This repo uses Flux for continuous reconciliation after Terraform + Ansible bootstrap.

Stable private-only baseline

The current default target is a deliberately simplified baseline:

1 control plane node
2 worker nodes
private Hetzner network only
Tailscale for operator access
Flux-managed core addons only

Detailed phase gates and success criteria live in STABLE_BASELINE.md.

This is the default until rebuilds are consistently green. High availability, public ingress, and app-layer expansion come later.

Runtime secrets

Runtime cluster secrets are moving to Doppler + External Secrets Operator.
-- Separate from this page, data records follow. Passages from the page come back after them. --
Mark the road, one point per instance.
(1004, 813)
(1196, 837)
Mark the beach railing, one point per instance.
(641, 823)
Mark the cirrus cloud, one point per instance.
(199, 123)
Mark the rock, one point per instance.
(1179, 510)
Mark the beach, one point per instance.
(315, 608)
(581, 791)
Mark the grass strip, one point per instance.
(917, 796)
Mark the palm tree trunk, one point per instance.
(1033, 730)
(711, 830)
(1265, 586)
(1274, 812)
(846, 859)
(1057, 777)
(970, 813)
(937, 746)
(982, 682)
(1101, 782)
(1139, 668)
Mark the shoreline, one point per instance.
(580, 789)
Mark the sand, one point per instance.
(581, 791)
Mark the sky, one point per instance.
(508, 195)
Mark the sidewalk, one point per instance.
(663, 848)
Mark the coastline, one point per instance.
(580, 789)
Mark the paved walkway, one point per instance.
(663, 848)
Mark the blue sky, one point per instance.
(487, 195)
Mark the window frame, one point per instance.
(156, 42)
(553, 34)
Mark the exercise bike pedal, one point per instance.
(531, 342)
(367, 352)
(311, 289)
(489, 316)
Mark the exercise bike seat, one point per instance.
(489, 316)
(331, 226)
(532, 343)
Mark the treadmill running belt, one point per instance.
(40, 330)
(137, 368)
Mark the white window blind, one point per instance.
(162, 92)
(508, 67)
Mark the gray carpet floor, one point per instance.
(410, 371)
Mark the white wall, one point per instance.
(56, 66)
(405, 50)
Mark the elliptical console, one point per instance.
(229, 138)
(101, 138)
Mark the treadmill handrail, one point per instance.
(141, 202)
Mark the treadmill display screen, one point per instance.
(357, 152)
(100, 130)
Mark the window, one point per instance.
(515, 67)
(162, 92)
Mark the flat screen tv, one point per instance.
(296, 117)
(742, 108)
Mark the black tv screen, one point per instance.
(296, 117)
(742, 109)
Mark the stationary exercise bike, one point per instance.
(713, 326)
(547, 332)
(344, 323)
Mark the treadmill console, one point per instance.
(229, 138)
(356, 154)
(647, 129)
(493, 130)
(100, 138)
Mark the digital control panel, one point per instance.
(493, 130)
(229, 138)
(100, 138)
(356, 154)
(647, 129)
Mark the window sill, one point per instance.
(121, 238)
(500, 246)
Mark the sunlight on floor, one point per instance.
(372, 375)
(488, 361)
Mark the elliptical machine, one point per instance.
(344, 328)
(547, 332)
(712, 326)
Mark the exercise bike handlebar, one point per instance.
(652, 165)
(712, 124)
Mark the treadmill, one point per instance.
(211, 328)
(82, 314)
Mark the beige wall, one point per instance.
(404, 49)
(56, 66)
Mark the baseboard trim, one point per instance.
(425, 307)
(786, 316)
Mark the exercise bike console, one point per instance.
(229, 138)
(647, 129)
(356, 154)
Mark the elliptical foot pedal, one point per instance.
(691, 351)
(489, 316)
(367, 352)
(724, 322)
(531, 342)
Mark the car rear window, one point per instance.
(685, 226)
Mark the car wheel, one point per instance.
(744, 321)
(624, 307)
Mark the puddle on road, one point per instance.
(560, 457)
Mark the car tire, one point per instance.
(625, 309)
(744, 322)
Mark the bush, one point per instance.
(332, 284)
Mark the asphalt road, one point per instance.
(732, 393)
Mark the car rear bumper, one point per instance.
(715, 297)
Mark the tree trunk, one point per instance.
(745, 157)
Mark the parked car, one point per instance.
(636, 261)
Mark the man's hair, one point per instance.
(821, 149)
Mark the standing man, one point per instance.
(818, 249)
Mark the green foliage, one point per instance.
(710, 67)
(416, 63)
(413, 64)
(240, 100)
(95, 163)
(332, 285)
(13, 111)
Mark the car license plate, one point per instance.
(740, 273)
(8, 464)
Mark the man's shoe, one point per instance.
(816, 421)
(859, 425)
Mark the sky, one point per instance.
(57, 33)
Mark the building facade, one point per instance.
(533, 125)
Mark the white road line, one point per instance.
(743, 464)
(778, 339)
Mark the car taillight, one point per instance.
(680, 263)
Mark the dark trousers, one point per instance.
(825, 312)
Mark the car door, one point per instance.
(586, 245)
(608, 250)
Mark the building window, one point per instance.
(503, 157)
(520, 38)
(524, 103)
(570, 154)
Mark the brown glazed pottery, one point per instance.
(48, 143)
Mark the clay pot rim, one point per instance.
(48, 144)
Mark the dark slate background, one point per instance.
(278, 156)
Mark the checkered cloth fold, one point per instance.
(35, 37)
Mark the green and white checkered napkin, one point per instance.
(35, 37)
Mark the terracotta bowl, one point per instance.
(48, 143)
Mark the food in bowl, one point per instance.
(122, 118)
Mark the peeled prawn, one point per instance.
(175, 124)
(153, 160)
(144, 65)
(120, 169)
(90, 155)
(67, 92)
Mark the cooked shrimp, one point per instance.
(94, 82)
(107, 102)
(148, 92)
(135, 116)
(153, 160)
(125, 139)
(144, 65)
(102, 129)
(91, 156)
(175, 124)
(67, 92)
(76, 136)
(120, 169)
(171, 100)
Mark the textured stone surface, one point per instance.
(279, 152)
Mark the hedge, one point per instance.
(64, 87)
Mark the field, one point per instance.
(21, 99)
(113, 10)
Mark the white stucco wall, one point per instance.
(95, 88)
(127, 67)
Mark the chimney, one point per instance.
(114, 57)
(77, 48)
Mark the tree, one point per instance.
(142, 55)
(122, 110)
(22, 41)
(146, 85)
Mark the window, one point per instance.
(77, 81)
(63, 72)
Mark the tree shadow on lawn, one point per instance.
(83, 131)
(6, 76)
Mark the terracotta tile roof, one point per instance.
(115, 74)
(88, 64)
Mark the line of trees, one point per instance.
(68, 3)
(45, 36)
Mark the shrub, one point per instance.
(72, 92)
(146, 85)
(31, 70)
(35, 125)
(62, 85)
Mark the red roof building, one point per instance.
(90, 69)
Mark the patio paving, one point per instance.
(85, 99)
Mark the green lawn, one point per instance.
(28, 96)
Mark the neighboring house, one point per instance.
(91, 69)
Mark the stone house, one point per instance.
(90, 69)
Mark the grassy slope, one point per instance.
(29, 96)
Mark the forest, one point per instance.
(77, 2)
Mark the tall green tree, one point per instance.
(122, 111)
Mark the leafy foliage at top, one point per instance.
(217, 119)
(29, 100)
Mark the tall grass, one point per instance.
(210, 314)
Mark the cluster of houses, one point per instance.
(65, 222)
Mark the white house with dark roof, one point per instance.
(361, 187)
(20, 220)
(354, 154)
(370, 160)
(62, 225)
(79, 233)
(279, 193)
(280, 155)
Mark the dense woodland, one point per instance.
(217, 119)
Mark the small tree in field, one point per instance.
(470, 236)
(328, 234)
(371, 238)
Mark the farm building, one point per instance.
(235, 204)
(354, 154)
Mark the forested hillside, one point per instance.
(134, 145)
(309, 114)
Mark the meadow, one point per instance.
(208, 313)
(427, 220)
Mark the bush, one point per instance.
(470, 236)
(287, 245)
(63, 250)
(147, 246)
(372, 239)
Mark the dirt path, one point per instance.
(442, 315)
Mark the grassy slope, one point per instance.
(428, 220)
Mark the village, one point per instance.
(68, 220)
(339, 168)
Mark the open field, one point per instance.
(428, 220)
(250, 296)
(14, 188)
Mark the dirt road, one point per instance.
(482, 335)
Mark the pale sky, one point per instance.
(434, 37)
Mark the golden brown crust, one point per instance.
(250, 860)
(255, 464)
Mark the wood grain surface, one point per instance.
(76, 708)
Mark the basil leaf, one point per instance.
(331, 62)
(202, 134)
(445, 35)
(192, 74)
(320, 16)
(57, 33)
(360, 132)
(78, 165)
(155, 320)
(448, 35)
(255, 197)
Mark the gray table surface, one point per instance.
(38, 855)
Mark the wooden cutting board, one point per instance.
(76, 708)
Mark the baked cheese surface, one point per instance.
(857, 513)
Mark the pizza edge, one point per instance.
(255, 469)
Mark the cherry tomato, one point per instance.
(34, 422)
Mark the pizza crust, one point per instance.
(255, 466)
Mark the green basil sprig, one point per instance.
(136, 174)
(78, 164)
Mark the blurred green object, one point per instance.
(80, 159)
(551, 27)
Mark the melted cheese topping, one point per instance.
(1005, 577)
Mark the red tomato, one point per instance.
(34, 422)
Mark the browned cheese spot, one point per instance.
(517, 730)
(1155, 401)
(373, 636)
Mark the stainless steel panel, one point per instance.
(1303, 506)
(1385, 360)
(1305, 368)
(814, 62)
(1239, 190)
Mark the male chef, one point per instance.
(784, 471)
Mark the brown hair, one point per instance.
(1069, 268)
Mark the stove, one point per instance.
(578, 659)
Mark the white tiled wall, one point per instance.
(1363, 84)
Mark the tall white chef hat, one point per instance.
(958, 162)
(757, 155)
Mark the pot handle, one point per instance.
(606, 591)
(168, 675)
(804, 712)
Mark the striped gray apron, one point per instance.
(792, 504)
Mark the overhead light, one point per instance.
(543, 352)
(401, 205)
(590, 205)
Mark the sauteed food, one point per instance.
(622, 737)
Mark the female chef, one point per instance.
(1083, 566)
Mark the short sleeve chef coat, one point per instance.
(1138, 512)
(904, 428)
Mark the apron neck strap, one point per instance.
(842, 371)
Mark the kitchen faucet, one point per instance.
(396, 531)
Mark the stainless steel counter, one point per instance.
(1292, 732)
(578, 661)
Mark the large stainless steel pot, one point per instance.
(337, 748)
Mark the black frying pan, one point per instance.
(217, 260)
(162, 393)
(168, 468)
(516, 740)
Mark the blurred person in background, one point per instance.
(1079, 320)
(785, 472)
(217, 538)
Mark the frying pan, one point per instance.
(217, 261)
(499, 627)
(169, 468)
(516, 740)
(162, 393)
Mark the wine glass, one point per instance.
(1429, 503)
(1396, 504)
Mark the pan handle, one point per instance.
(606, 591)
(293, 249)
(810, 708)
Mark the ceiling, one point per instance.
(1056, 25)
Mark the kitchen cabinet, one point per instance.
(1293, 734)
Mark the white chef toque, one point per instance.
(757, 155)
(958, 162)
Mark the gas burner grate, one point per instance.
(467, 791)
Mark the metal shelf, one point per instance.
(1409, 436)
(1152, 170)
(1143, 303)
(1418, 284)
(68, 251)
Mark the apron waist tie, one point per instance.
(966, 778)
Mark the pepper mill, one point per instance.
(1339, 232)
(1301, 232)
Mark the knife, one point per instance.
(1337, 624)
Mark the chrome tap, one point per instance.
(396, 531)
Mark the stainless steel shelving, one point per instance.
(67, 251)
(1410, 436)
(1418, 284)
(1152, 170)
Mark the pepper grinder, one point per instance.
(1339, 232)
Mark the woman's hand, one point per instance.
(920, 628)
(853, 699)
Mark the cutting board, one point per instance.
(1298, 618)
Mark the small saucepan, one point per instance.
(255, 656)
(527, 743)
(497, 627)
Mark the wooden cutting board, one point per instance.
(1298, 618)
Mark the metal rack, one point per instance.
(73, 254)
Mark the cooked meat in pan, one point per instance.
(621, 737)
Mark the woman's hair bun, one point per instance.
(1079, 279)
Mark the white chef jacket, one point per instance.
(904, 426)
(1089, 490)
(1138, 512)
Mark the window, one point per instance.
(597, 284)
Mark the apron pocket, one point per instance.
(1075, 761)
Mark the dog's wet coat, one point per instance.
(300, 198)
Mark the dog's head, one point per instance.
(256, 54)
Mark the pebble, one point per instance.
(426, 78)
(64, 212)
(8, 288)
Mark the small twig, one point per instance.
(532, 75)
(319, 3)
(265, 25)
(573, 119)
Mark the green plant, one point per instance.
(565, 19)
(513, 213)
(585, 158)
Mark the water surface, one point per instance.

Doppler project: hetznerterra
Initial auth: service token via DOPPLER_HETZNERTERRA_SERVICE_TOKEN
First synced secrets:
- GRAFANA_ADMIN_PASSWORD
- WEAVE_GITOPS_ADMIN_USERNAME
- WEAVE_GITOPS_ADMIN_PASSWORD_BCRYPT_HASH

Terraform/bootstrap secrets remain in Gitea Actions secrets and are not managed by Doppler.

Repository layout

clusters/prod/: cluster entrypoint and Flux reconciliation objects
clusters/prod/flux-system/: GitRepository source and top-level Kustomization graph
infrastructure/: infrastructure addon reconciliation graph
infrastructure/addons/*: per-addon manifests for Flux-managed cluster addons
apps/: application workload layer (currently scaffolded)

Reconciliation graph

infrastructure (top-level)
- addon-ccm
- addon-csi depends on addon-ccm
- addon-tailscale-operator
- addon-observability
- addon-observability-content depends on addon-observability
apps depends on infrastructure

Bootstrap notes

Install Flux controllers in flux-system.
Create the Flux deploy key/secret named flux-system in flux-system namespace.
Apply clusters/prod/flux-system/ once to establish source + reconciliation graph.
Bootstrap-only Ansible creates prerequisite secrets; Flux manages addon lifecycle after bootstrap.

Current addon status

Core infrastructure addons are Flux-managed from infrastructure/addons/.
Active Flux addons for stable baseline: addon-tailscale-operator, addon-tailscale-proxyclass, addon-external-secrets.
Deferred addons: addon-ccm, addon-csi, addon-observability, addon-observability-content (to be added after baseline is stable).
Ansible is limited to cluster bootstrap, private-access setup, and prerequisite secret creation for Flux-managed addons.
addon-flux-ui is optional for the stable-baseline phase and is not a blocker for rebuild success.

Rancher access

Rancher is private-only and exposed through Tailscale at https://rancher.silverside-gopher.ts.net/dashboard/.
The public Hetzner load balancer path is not used for Rancher.
Rancher uses the CNPG-backed PostgreSQL cluster in cnpg-cluster.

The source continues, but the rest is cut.